## Improving Speech Quality

We see that from fine-tuning FastPitch, we were able to generate audio in a male voice but the audio quality is not as good as we expect. We recommend two steps to improve audio quality:

* Finetuning HiFi-GAN
* Adding more data

**Note that both of these steps are outside the scope of the notebook due to the limited compute available on SageMaker/Colab, but the code is included below for you to use outside of this notebook.**

### Finetuning HiFi-GAN
From the synthesized samples, there might be audible audio crackling. To fix this, we need to finetune HiFi-GAN on the new speaker's data. HiFi-GAN shows improvement using **synthesized mel spectrograms**, so the first step is to generate mel spectrograms with our finetuned FastPitch model to use as input.
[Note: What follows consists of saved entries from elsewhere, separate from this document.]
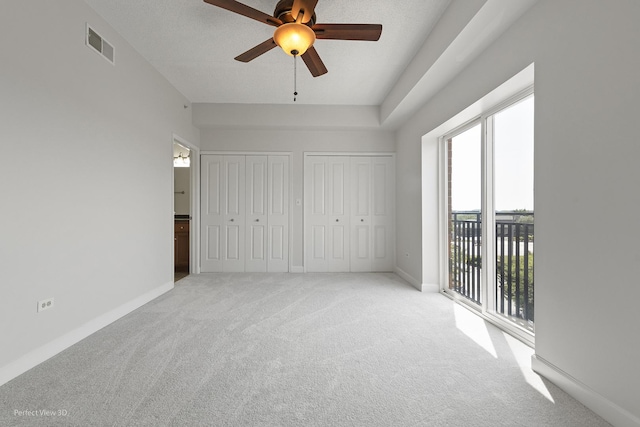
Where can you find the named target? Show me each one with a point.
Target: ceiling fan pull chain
(295, 80)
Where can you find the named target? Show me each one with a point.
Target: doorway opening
(185, 208)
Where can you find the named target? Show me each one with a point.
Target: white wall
(297, 142)
(586, 271)
(86, 178)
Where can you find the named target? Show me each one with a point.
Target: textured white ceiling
(193, 45)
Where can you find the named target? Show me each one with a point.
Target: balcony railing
(513, 285)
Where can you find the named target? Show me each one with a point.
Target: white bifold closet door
(327, 213)
(372, 213)
(349, 213)
(245, 215)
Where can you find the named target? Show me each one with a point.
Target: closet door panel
(383, 214)
(212, 213)
(338, 214)
(278, 214)
(234, 219)
(256, 213)
(361, 187)
(315, 206)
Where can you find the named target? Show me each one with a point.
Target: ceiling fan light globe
(294, 38)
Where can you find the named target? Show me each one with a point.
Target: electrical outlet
(45, 304)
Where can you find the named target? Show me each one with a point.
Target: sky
(513, 161)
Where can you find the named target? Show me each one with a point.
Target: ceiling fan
(296, 30)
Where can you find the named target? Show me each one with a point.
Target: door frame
(194, 189)
(289, 154)
(305, 156)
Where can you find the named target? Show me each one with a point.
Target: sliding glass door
(489, 219)
(464, 159)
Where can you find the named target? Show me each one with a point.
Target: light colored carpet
(293, 350)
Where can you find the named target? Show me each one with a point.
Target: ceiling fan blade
(256, 51)
(313, 62)
(244, 10)
(366, 32)
(307, 6)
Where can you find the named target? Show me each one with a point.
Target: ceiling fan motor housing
(283, 13)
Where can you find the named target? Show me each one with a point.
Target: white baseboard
(602, 406)
(39, 355)
(431, 287)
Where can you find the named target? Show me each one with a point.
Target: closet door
(327, 213)
(278, 214)
(382, 218)
(361, 221)
(372, 218)
(256, 208)
(223, 213)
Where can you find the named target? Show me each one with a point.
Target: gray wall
(87, 176)
(586, 270)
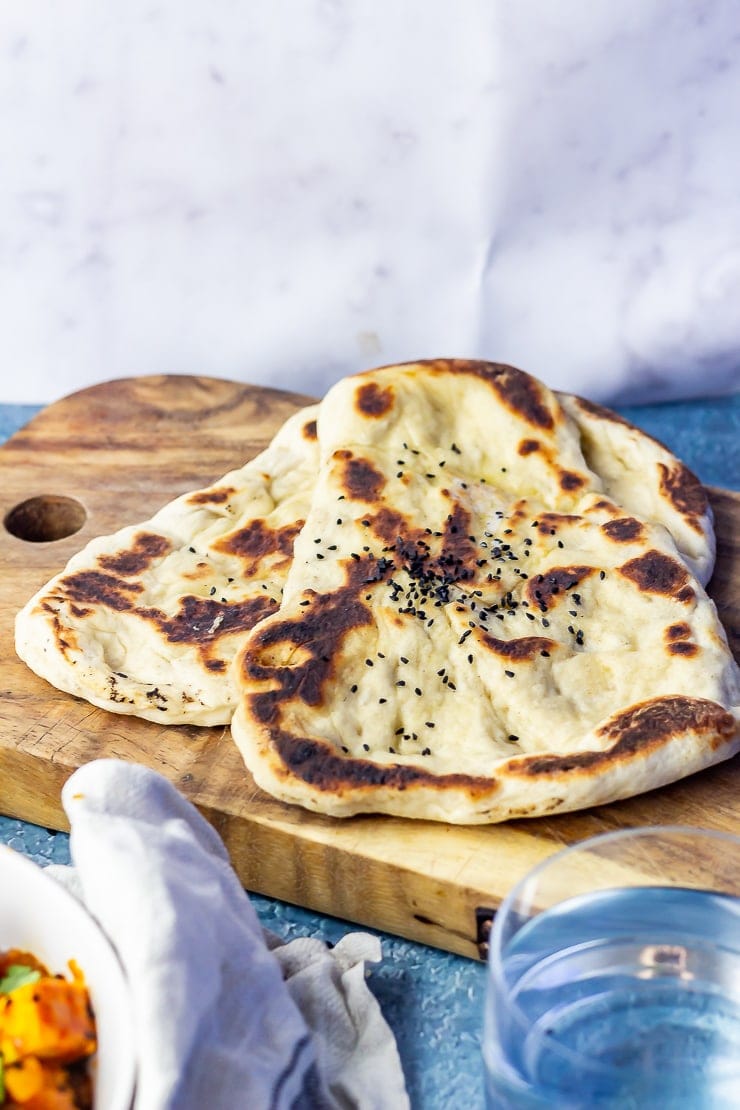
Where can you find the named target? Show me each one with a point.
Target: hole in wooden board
(44, 518)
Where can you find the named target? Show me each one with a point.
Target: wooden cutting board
(111, 455)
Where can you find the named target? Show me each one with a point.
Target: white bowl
(39, 916)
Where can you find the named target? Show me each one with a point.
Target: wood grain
(121, 450)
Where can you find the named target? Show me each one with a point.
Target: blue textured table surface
(434, 1000)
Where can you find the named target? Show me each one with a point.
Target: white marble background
(290, 190)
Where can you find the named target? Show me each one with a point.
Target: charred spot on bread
(374, 400)
(683, 491)
(657, 573)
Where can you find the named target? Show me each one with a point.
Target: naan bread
(148, 621)
(478, 624)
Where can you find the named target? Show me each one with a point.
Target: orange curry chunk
(50, 1019)
(34, 1085)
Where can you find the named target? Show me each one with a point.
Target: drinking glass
(614, 977)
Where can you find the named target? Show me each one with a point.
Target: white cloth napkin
(225, 1017)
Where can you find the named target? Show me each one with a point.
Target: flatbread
(148, 621)
(474, 627)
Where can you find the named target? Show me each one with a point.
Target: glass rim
(494, 970)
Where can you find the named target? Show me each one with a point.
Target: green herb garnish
(17, 976)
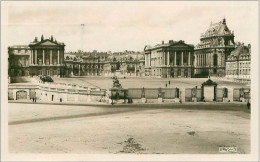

The code below uses our finetuned model to generate synthesized mels for the training set we have been using. You will also need to do the same for the validation set (code should be very similar, just with paths changed).

In [1]:
import json
import numpy as np
import torch
import soundfile as sf

import wandb

from pathlib import Path

import pytorch_lightning as pl
from hydra import compose, initialize

from nemo.utils.exp_manager import exp_manager
from nemo.collections.tts.models import FastPitchModel, HifiGanModel
from nemo.collections.tts.torch.helpers import BetaBinomialInterpolator
from nemo.collections.common.callbacks import LogEpochTimeCallback

[NeMo W 2022-12-07 18:13:06 optimizers:55] Apex was not found. Using the lamb or fused_adam optimizer will error out.
[NeMo W 2022-12-07 18:13:07 experimental:27] Module <class 'nemo.collections.common.tokenizers.text_to_speech.tts_tokenizers.IPATokenizer'> is experimental, not ready for production and is not fully supported. Use at your own risk.
[NeMo W 2022-12-07 18:13:07 experimental:27] Module <class 'nemo.collections.tts.models.radtts.RadTTSModel'> is experimental, not ready for production and is not fully supported. Use at your own risk.


In [2]:
SPEAKER_ID = 9017
MODEL_NAME = "tts_en_fastpitch"

WANDB_PROJECT = "tts-workshop"
WANDB_ENTITY = "capecape" # replace with your wandb username or team

load the FastPitch finetuned model

In [3]:
# which split we are using
validation_split_artifact = f'{WANDB_ENTITY}/{WANDB_PROJECT}/9017_5_split:v0'

# which model
model_artifact = f'{WANDB_ENTITY}/{WANDB_PROJECT}/model-2022-12-07_17-56-27:v2'

In [4]:
wandb.init(entity=WANDB_ENTITY, project=WANDB_PROJECT, job_type="hifigan_finetune")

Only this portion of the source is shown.